“¡Agua embotellada No se inunda más!”, coreaba uno de los cientos de cuentapropistas que trataban de paliar la malaria de los últimos años el martes 10, en torno a la Plaza de Mayo. Otro enarbolaba una revista que tenía un sabroso asado en la tapa: “¿Se acuerdan de cómo se comía un asado? –gritaba el vendedor-. ¡Esta revista trae un instructivo que te dice cómo se hacía, para volver a comerlo!”
La Avenida de Mayo, las diagonales, la Plaza, todas las calles que desembocan en la Casa Rosada hervían de calor y de gente. Pero no de gente angustiada caminando su derrota, ni de gente enojada con el prójimo por el solo hecho de cruzarse en su camino justo el día que descubren que no llegan a fin de mes: el paisaje urbano al que tristemente nos habituamos en estos últimos tiempos.

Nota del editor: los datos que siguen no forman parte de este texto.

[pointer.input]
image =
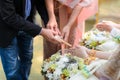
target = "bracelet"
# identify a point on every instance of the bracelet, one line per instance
(92, 56)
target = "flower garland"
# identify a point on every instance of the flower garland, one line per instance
(64, 67)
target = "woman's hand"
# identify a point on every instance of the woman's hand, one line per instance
(52, 24)
(65, 33)
(106, 26)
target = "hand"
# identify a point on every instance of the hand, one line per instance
(106, 26)
(80, 51)
(65, 33)
(52, 24)
(49, 35)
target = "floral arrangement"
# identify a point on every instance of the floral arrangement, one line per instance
(65, 67)
(96, 39)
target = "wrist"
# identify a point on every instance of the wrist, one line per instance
(41, 32)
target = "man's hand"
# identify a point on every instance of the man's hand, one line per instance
(49, 35)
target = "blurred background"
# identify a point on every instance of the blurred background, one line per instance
(108, 10)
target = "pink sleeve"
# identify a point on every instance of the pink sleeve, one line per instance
(86, 12)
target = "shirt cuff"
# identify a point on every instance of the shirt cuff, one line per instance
(85, 3)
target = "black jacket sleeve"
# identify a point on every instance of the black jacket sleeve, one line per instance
(41, 8)
(15, 21)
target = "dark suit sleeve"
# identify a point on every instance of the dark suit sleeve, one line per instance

No, ese día las calles hervían de gente contenta, riéndose y celebrando la solidaridad, improvisando chistes –ese viejo vicio argentino-, compartiendo sonrisas porque sí, nomás. Una señora de unos noventa años, emperifolladísima en su blazer claro y sus tacones bajos sonreía del brazo de su hija rumbo a la Plaza de Mayo. Un Papá Noel se tomaba fotos con quien lo pidiera. Un hombre tocaba la trompeta en una esquina frente a un público entusiasta que le pedía “una que sepamos todos”. Otro grupo se afanaba en la cumbia que pasaban por un altoparlante a la altura de la calle Chacabuco, y bailaba sobre una tarima elevada metro y medio del piso. Había muchas, muchísimas familias con nenas y nenes que coreaban el “Alberto Presidente” saltando la soga o haciendo fideo fino, parejas de todas las edades, agrupaciones de todos los colores, grupos de vecinos, personas solas tratando de encontrar algún amigo o amiga en el gentío o tal vez felices de sumar su soledad a la gran fiesta que ese día se diseminó por la ciudad.
Muchos y muchas se saludaban y se abrazaban diciendo “Volvió la alegría”. Y aunque no lo dijeran se notaba, y cuánto.
Esta vez, la alegría fue mucho más que una promesa.